Recnely, I study the SCMP at large density ratio with lattice Boltzmann method. My study base on Peng Yuan and Laura Schaefer’s work: Equations of state in a lattice Boltzmann model, the body force model is in accordance with A.L.Kupershtokh’s work. I use Carnahan-Starling EOS and the same parameters in Peng Yuan’s article. Now I have a problem with the initial density of vapor phase. For a flat inteface in my program, when the density ratio is close to 10^3, the initial density of vapor phase can’t be setted to the steady density directly, the difference between the initial and the steady is more than 10 times. The program has to iterate more times to the steady.

For example, the critical temperature is 0.09433306467862. When I set temperature T=0.055, the steady density of vapor and liquid is 2.14E-04 and 0.41407 respectively, the density ratio is 1935. But the initial density of vapor phase is limited to be 2E-03, it can’t be smaller and the initial density of liquid phase is 0.41407. In the simulation of a droplet in vapor, the steady density of vapor and liquid is 4E-04 and 0.41995 respectively with T=0.053 because of the surface tension. In this case, I can set the initial density of vapor phase to be 3.2E-04 directly but have a upper limitation with the radius of the droplet.

I don’t know this phenomenon is caused by my fault or the model? Anyone use this model or encounter this phenomenon?
Thank you for your time.

I had the same problem during my simulations, basically you can’t go down with the vapour phase density. That’s why I recommend to use the Shan-Chen model to simulate droplets but not bubbles. That means if you can’t initialize density you have to calculate the surface tension numerically and then plug into your real calculations.

I had the same problem during my simulations,
basically you can’t go down with the vapour phase
density. That’s why I recommend to use the
Shan-Chen model to simulate droplets but not
bubbles. That means if you can’t initialize
density you have to calculate the surface tension
numerically and then plug into your real
calculations.

Cheers,
Alex

Hi Alex,

I appreciate your answer and helping to my problem. I will try to calculate the surface tension numerically, or maybe I have to use another model. My advisor asks me to have a study about Mutiple-Component Mutiple-Phase flow with large density ratio. The SCMP flow with large density ratio is the base.

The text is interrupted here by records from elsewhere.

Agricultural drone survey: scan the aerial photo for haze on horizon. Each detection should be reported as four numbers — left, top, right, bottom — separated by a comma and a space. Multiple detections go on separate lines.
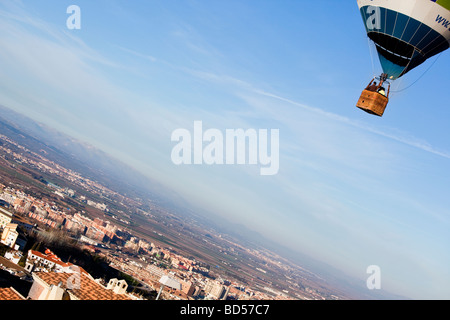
0, 0, 449, 299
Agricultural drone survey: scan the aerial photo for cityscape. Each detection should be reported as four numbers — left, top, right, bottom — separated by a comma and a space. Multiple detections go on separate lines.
0, 114, 349, 301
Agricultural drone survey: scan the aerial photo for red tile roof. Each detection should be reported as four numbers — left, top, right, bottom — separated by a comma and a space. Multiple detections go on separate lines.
29, 249, 64, 264
0, 287, 26, 300
28, 250, 88, 275
33, 272, 131, 300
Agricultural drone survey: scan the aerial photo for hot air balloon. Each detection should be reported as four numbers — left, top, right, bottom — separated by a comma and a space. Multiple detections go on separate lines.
356, 0, 450, 116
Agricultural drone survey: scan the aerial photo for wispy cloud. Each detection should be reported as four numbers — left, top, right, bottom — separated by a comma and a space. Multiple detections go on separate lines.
117, 46, 157, 62
177, 62, 450, 163
250, 89, 450, 160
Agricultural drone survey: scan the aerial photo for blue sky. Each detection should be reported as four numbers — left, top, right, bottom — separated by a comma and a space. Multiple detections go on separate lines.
0, 0, 449, 299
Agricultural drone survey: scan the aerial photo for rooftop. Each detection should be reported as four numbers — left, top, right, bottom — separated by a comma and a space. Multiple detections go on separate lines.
0, 287, 26, 300
33, 271, 131, 300
28, 250, 89, 274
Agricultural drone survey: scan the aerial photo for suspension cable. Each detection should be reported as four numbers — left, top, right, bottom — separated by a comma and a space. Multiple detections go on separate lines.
390, 53, 442, 93
367, 38, 377, 76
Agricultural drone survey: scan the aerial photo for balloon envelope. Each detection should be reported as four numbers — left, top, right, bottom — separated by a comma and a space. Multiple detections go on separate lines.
357, 0, 450, 79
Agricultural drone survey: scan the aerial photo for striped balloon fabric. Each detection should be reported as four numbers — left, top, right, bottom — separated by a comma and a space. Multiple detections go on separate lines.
357, 0, 450, 79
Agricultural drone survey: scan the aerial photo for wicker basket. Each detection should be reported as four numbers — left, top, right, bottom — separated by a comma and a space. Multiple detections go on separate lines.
356, 89, 389, 117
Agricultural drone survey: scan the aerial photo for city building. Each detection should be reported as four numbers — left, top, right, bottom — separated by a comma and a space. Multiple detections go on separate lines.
204, 280, 227, 300
85, 226, 106, 242
4, 249, 23, 264
13, 198, 32, 214
179, 279, 195, 296
0, 206, 13, 229
0, 191, 17, 206
1, 223, 18, 248
146, 264, 167, 279
28, 271, 132, 300
106, 278, 128, 294
79, 235, 98, 246
25, 249, 81, 273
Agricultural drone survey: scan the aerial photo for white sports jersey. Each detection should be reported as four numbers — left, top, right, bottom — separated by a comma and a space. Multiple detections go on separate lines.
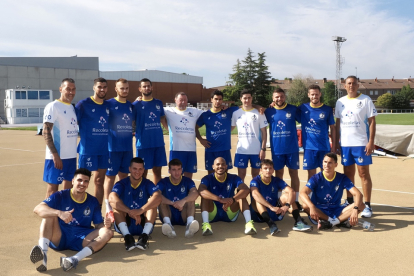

I have plugged the surface tension into my real calculations numerically, but it has no help to the problem I meet. It makes the difference is I can change the density ratio in constant temperature by changing the surface tension parameter.

I have plugged the surface tension into my real calculations numerically, but it has no help to the problem I meet. It makes the difference is I can change the density ratio in constant temperature by changing the surface tension parameter.

Sorry if I don’t understand it right. What I suggested is when you calculate the surface tension numerically then you probably will obtain the agreed parameters with the EOS, but not vice versa - like you want to have the certain surface tension you plug it into EOS and obtain gas and liquid densities. Try to do it vice versa to obtain surface tension and to see whether it makes sense.